In my bedroom, a Time magazine sits meekly on the bureau. A picture of a handsome Islamic boy looks out from the cover. An article and more pictures of the god-awful tragedy in Beslan, Russia, are within, begging my attention and reflection.
Two of the magazine’s photos are especially memorable and, after reading the articles, I can vividly see those images in my mind days later. The first shows a group of agonizing schoolboys, in tears and bewilderment, huddled together against a backdrop of terror. The second depicts the somber, black-clad Russian leader, his face pale and ghostlike. Surrounded by associates, he, nonetheless, bears an aura of solitude, as though inwardly reckoning with the full burden of the tragedy: the lives horribly wasted, the devastation, the pain that will never go away or abate. Having denied the validity of the specter of terrorism, he is now being forced to acknowledge the reality of its unquenchable fury.
As are we all.
Russia one day, and who will be next?
I told you that I was haunted. But it’s not by the fear that I may be next. It’s because I feel that I am connected to those people in Russia and that their suffering impacts my life to the degree that I can’t live as if I didn’t know. As if it didn’t happen. The tragedies and needs of the world are real in an outer and inner sense. They are my own. I feel that I participate with all human beings, no matter how remote or isolated they are from me, and whether they are victims or perpetrators.
I know that’s odd. Lots of people don’t understand why such things impact me so deeply. But wait, there’s more. The other part of it is that I feel that I must do something to help. Going to work every day, visiting parks or malls on the weekend, relating to family and friends, reading … is not enough. I feel I have to do something, change my life, find an answer.
And then it happens. I run full-face into a solid wall. My hands are so small, my talents too limited, my love too abstract, too needy in itself. Do you know what I mean?
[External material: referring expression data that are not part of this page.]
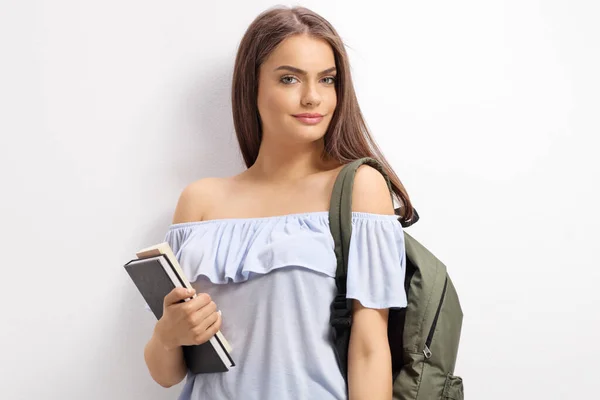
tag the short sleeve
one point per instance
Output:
(175, 237)
(377, 261)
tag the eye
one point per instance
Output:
(286, 77)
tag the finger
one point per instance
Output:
(206, 323)
(201, 300)
(205, 334)
(200, 315)
(178, 294)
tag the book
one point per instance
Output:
(156, 272)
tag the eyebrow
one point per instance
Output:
(302, 72)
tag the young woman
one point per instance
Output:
(257, 245)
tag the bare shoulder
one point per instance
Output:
(370, 192)
(196, 198)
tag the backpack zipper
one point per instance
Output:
(426, 350)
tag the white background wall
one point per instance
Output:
(488, 110)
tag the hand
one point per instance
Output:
(187, 323)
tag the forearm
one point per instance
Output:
(370, 376)
(167, 367)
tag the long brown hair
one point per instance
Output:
(347, 137)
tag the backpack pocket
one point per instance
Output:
(453, 388)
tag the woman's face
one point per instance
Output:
(297, 78)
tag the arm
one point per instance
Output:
(369, 359)
(167, 367)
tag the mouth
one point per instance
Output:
(309, 119)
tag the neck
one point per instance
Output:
(288, 162)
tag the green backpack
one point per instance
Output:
(424, 336)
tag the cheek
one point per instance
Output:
(276, 105)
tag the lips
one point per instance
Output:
(309, 120)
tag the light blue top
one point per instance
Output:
(273, 280)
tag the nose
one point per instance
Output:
(311, 96)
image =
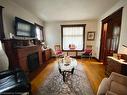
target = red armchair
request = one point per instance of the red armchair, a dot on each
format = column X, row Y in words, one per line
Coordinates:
column 87, row 53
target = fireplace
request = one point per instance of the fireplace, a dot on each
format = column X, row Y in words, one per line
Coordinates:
column 33, row 61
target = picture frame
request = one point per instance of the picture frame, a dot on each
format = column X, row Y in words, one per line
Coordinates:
column 91, row 35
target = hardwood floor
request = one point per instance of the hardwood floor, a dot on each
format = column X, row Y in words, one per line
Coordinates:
column 93, row 69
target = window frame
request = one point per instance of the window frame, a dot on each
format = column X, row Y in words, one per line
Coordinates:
column 73, row 25
column 42, row 28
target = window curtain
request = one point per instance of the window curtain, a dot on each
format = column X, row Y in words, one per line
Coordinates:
column 73, row 36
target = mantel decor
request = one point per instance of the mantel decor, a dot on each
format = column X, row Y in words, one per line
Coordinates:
column 90, row 35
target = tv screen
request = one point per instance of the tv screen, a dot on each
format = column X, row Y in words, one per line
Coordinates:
column 24, row 28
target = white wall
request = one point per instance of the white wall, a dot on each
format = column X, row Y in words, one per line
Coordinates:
column 123, row 36
column 11, row 10
column 53, row 31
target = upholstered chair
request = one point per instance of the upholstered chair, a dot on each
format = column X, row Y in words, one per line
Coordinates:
column 4, row 63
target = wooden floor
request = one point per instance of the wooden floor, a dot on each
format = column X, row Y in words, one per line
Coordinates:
column 93, row 69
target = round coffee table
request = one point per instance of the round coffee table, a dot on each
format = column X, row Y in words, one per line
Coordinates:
column 66, row 68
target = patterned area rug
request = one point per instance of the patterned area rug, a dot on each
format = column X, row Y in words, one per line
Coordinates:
column 76, row 84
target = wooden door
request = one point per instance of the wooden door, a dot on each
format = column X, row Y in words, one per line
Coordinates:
column 110, row 35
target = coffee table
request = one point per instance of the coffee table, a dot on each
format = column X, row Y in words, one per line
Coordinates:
column 67, row 68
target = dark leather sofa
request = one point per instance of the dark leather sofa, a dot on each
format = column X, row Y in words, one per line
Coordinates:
column 14, row 82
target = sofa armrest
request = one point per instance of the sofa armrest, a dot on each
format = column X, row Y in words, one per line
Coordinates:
column 103, row 87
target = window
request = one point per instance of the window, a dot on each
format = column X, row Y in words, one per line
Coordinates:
column 39, row 32
column 73, row 37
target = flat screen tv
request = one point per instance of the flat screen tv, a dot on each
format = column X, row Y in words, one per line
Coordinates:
column 24, row 28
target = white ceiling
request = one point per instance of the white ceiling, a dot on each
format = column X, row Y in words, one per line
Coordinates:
column 61, row 10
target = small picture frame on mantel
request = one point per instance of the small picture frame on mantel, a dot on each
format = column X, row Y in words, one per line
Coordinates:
column 91, row 35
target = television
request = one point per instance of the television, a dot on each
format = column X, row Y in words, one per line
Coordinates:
column 24, row 28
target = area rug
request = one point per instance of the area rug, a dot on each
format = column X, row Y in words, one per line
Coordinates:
column 76, row 84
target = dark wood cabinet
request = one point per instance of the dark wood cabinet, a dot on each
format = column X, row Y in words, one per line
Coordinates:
column 46, row 54
column 115, row 65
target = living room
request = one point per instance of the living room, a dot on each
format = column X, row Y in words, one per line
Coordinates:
column 47, row 24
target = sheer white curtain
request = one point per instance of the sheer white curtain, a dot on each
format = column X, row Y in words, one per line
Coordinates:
column 73, row 35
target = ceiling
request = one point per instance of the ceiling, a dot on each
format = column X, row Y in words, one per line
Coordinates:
column 66, row 10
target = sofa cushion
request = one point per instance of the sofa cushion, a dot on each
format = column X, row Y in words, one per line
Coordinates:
column 118, row 88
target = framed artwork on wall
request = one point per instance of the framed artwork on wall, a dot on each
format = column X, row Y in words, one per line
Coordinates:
column 91, row 35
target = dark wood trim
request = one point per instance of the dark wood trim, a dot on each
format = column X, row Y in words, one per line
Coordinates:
column 73, row 25
column 112, row 20
column 42, row 28
column 2, row 35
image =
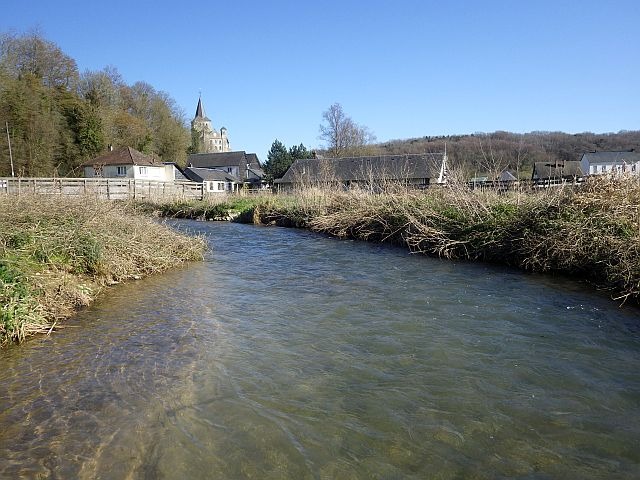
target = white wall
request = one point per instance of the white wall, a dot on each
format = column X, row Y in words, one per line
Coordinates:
column 161, row 173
On the positive side, I do believe in the power of the individual to effect changes. Everyone has heroes and heroines who conquered obstacles, freed others, and sometimes paid with their lives. It’s just that where’s a good hero or heroine right now, when you need one?
Here’s my conclusion, and I don’t have time to make it fancy or more pleasing to you. My life is my offering to the world. Simple. That’s my “answer.” It works this way: Every day it is the suffering of the world, embedded in my mind and heart, that informs me how to live. So, for example, in my work as a teacher, I make a practice of greeting each and every student who walks into the classroom in the morning in the most special and loving way I can. I honor each one, for each one is emblematic of the world of children. Isn’t that a radical thought? Here’s why I do it. I believe that each human being is a fantastic miracle, in and of himself/herself. Worthy of unconditional love and in need of it. I also believe that in so honoring each child with love, I am actually planting seeds of love within each one. And that love itself is the best enabler, the most potent teacher, the most powerful hero/heroine, for creating beings who will live consciously and nobly in the world, now and in the future. Isn’t that what the world needs?
Yet who am I to preach to the world? I am no one. But in the words of Emily Dickinson, “I am nobody. Who are you?” Would you like to combine your thoughts with mine? Does what I say make sense? Perhaps together we can make this page of Seeds an interactive journal of sharing our different “ways” with each other, our experiments in living with an expanded state of consciousness, so to speak.